NY Department of Financial Services Adopts Emergency Regulations for COVID-19 Relief Programs

On March 24, 2020, the New York Department of Financial Services (the Department) adopted emergency regulations, which went into effect immediately.  The regulations were adopted pursuant to Governor Cuomo’s Executive Order No. 202.9, issued March 21, 2020, directing the Department to provide financial relief to New Yorkers under financial hardship due to the crisis.  The emergency regulation is in effect and enforceable for up to 90 days from March 24, 2020, the date of filing.

The regulations implement two COVID-19 relief programs and apply to any New York regulated banking organization and any New York regulated mortgage servicer entity subject to the authority of the Department. Notably, neither of the relief programs are required of any commercial mortgages.

First, the regulations require New York regulated institutions to make widely available applications for forbearance of any payment due on a residential mortgage of a New York property to any resident of New York who demonstrates financial hardship resulting from the COVID-19 pandemic.  Additionally, the regulated institutions must grant this forbearance for 90 days, subject to the safety and soundness requirements of the institution.  However, this requirement does not apply to: (i) any mortgage loans made, insured, or securitized by any agency or instrumentality of the U.S.; (ii) any Government Sponsored Enterprise; (iii) a Federal Home Loan Bank; or (iv) the rights and obligations of any lender, issuer, servicer, or trustee of such obligations, including, for example, servicers for the Government National Mortgage Association.

Second, the regulations require New York regulated banking organizations to provide financial relief to any individual who demonstrates financial hardship resulting from the COVID-19 pandemic, subject to the safety and soundness requirements of the regulated banking organization.  The financial relief must include, at a minimum, but is not limited to: (i) eliminating fees charged for the use of ATMs owned or operated by the regulated banking organization; (ii) eliminating overdraft fees; and (iii) eliminating any credit card payment fees.

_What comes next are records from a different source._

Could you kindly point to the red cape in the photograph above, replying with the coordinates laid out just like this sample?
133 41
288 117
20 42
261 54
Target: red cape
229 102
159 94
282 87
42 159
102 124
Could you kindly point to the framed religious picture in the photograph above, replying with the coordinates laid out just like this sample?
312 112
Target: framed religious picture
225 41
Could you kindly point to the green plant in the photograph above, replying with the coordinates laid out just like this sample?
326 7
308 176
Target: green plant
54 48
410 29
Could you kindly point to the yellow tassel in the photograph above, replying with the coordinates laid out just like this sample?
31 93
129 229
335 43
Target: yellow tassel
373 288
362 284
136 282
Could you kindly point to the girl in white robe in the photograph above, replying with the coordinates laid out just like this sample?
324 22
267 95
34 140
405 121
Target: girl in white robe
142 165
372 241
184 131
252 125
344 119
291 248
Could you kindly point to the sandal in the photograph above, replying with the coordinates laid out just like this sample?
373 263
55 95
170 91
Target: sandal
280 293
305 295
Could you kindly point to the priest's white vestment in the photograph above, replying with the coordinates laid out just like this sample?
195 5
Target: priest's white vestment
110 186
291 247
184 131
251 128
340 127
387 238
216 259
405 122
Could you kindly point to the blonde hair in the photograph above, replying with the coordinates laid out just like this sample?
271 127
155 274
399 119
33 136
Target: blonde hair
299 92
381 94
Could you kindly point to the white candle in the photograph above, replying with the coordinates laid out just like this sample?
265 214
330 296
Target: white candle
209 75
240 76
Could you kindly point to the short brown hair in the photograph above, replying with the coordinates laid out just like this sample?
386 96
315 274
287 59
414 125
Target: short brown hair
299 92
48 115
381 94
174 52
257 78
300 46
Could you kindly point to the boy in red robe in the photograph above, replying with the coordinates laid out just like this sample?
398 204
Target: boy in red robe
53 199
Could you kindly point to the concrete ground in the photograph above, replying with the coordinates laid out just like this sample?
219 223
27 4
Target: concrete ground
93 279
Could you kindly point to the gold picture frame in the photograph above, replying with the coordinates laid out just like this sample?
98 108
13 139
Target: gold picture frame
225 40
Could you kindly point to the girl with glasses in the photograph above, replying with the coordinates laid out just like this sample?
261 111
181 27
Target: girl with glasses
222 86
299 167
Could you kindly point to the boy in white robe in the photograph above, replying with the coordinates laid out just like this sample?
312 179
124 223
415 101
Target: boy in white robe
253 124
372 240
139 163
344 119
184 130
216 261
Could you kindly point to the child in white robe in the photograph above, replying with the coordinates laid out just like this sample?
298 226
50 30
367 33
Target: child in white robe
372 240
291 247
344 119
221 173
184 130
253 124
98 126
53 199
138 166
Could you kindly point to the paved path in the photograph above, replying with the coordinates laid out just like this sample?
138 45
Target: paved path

The regulations also impose requirements on the implementation of COVID-19 relief programs.  Some of the key requirements include:

  • Each institution must broadly communicate (e.g., email, online publication, mass mail) to their customers how to apply for COVID-19 relief and include the relevant contact information.
  • When feasible and warranted, each institution must provide written communication to the COVID-19 relief applicants, including whether the application was granted or denied.  If the application was granted, the communication must describe additional steps the applicant must take, and if the application was denied, the communication must provide a reason and a statement that the applicant may file a complaint with the Department if the applicant believes the application was wrongly denied. 
  • Each institution must process and respond to COVID-19 relief requests no later than 10 business days after the institution receives all of the information reasonably required to process the application.
  • Each institution must have procedures for expediting a COVID-19 relief application for any individual who makes such a request and reasonably establishes exigent circumstances.
  • Each institution must maintain copies of all files related to the implementation of the regulations for at 7 years.  The files must also be made available to the Department at the Department’s next examination of the institution.